Labor right-winger Tom Kenyon has argued passionately in favour of the repository, but Key – a Left-faction stalwart – says: “I want to have a look at all the facts before I come out and argue in a very public way about this issue.”
“And I want to talk to my colleagues, but I get the impression that quite a few of them have a lot of sympathy for my way of thinking,” she said. “I’ve spoke quite passionately at both convention and state council – and national conference – over the years, so I don’t think anyone would be surprised that I don’t think this is a good idea.
“I just remember Fukushima – five years on and there’s still just people helping with the cleanup, let alone the natural disaster that it was… it just seems like a very big risk to me, and if it doesn’t stack up financially I think people are starting to run out of arguments.”

Greens call on Nuclear Royal Commission to “get real”
The Greens SA’s submission to the Nuclear Royal Commission’s Tentative Findings rejects the suggestion that an economic bonanza awaits our State if South Australians would only resign ourselves to becoming the world’s nuclear garbage bin.
“The Royal Commission has been blinded by imaginary wealth and sucked into believing that a project that has never succeeded anywhere else in the World is South Australia’s for the taking”, said Greens SA Parliamentary Leader, Mark Parnell MLC.
“The most obvious question is being ignored: If this is such a great deal, how come no other country has grabbed it before now?
“The Greens are urging the Royal Commission to “get real” and critically examine the supposed economic benefits alongside the ongoing economic, social, environmental and reputational costs.
“Washing your hands of responsibility for a toxic legacy left to future generations is just immoral.
“The solution to South Australia’s current unemployment problems won’t be solved with mythical jobs that are decades into the future with the creation of toxic liabilities that last hundreds of thousands of year.

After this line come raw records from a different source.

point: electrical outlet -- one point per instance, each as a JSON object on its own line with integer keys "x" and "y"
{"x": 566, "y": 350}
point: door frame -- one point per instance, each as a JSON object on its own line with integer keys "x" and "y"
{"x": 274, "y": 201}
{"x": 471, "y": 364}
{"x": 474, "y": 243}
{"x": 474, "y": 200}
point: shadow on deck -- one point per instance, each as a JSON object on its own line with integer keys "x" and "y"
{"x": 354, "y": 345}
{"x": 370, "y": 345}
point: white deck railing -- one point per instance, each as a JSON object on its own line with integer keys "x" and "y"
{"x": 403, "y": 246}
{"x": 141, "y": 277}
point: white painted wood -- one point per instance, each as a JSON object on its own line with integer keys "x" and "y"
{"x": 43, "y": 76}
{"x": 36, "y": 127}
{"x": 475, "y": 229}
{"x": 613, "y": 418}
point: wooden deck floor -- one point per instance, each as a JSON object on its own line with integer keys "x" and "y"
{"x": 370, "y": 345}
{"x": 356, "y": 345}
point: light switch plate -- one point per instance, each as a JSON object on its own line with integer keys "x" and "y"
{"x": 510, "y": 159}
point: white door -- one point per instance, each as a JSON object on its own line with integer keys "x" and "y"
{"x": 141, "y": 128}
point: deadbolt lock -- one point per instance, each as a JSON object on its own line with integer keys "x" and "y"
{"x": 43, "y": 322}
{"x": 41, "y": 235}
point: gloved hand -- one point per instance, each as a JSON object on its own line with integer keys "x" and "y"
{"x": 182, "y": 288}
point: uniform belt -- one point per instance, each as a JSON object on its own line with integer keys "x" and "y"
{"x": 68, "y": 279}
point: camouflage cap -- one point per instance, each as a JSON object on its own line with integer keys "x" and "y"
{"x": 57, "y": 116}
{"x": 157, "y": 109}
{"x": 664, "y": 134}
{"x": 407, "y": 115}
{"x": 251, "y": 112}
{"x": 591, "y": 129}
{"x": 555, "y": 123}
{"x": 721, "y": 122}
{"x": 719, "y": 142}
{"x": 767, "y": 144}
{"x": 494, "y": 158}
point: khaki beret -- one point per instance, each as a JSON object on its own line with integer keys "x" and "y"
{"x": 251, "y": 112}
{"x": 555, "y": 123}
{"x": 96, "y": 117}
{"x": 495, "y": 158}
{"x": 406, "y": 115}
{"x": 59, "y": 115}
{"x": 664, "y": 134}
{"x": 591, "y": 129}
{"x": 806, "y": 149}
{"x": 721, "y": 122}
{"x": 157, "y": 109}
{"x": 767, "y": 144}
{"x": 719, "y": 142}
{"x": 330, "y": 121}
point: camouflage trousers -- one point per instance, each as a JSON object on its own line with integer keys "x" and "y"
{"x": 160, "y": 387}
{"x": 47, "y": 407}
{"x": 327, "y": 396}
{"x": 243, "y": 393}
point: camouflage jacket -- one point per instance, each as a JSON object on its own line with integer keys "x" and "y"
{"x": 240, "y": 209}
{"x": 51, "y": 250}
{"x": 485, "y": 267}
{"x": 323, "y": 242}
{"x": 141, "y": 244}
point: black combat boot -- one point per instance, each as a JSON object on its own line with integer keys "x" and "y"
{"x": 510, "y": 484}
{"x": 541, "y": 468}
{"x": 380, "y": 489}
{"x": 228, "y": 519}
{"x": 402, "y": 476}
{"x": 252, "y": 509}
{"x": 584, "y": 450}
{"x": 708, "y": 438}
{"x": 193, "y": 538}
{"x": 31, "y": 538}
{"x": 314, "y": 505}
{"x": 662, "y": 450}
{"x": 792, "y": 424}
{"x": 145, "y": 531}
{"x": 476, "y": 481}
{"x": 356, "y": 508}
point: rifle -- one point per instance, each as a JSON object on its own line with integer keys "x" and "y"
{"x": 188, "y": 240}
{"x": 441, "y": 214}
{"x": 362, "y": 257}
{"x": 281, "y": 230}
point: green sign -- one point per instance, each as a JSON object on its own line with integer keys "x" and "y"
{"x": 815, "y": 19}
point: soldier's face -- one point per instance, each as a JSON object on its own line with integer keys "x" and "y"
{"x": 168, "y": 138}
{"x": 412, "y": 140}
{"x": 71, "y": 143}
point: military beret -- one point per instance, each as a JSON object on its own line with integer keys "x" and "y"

On releasing the “Tentative Findings” Report to the media on 15th February 2016, Commissioner Kevin Scarce stated, “The community needs to understand the risks and the benefits.” The Royal Commission’s “Tentative Findings” highlights many purported benefits but is scant on detail when it comes to the profound risks.
According to the Greens’ submission, the “Tentative Findings” suffer from:
1.Unrealistic expectations of the magnitude of the project;
2.Failure to appreciate 6 decades of international failure to solve the nuclear waste problem;
3.Missing costs, unfunded liabilities, missing contingencies and failure to recognise inevitable cost blow-outs
4.Heroic assumptions of other countries’ willingness to pay for SA to take their nuclear waste;
5.Lack of recognition of the potential for irrecoverable sunk costs and unlimited future liabilities;
6.Failure to address reputational damage and impact on other sectors of the economy; and
7.Naïve expectations that South Australia would get to keep all the profits from a nuclear waste dump in our State, without having to share them with other States.
“The Commission’s final report due on 6th May should recommend that the folly of South Australia’s increased involvement in the nuclear industry be abandoned.
“In relation to the other Terms of Reference, increased uranium mining, uranium processing or nuclear power were never really an option for SA and the Royal Commission was an expensive way to tell us what we already knew”, concluded Mark Parnell.